[quote]Headhunter wrote:
KSman wrote:
So the HPTA still gets shutdown, testes atrophy and may go into a state of organ failure. Pregnenolone production drops, which undermines DHEA levels and thus cortisol levels might drop. Any state of adrenal fatigue would get worse.
So one still needs to inject hCG. So one is still injecting. I do not think that pellets will work as well as EOD T injections. And the levels from the pellets drop over time until new pellets are inserted.
One can inject T EOD at the same time as EOD hCG injections.
Self injecting remains the least cost option.
When one does lab work with pellets… when does one do the labs after the pellets are inserted? What does that number mean?
If T levels fall over time, then one’s adex dose will never be right in terms of T relative competitive action.
A constant dose of around 3 mg of test per day is constantly released into the body – no ups and downs, and it more mimics how we’d normal get T.
Why would the injections EOD avoid all the trouble you mention, but the pellets won’t? The pellets seem to have the advantages of the gels w/o their drawbacks.

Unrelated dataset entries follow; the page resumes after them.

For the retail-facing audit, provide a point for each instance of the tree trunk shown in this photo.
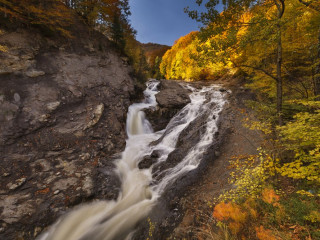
(317, 73)
(281, 7)
(279, 78)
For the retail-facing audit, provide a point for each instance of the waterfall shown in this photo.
(114, 220)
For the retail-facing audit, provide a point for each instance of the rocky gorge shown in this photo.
(63, 113)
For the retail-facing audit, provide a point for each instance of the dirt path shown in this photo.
(197, 202)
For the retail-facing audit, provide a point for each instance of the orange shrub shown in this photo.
(231, 213)
(265, 234)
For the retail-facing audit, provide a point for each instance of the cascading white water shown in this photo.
(108, 220)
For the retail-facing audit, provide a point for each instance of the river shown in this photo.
(116, 220)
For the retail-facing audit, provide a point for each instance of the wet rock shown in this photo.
(53, 106)
(46, 117)
(147, 162)
(171, 99)
(16, 97)
(18, 183)
(172, 95)
(34, 73)
(95, 117)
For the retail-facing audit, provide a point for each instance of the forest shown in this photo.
(275, 46)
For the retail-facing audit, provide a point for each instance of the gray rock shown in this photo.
(53, 105)
(16, 97)
(18, 183)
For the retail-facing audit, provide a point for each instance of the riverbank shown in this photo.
(198, 200)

The only drawback top guys in the field say are that, if your level is too high, the pellets would have to be surgically removed. F that, I want high! 
[/quote]
Pellets wear out and they do not provide the same mg/day as they age.
Note references to peak and trough levels.
“”"
While your optimal, long term dose is being determined during the first 12 to 18 months of pellet therapy, blood levels will be taken at four weeks (peak levels) and at 10-14 weeks (trough levels) after each insertion.
“”"
Look at the chart of T vs time:
http://jcem.endojournals.org/cgi/reprint/82/8/2510.pdf?ck=nck
Note how E2 follows the same track. The intent of the study was something else. Note that some were injected every 3 weeks… horror! Others were pelletized. The T levels for pellets were way higher at peak. I could not see what the dose was for the T injections. The levels were checked after 3 weeks and then re-injected. So we should expect to see rather useless levels from that. But this is all a distraction from the charts data for pellets. Pellets and infrequent injections were simple a cost effective method of getting some guys on T to study the effects on leptin.
Note the SHBG repression by T, even with increasing E for both methods. In the charts, note where INJECTED T treatment ended on day 189.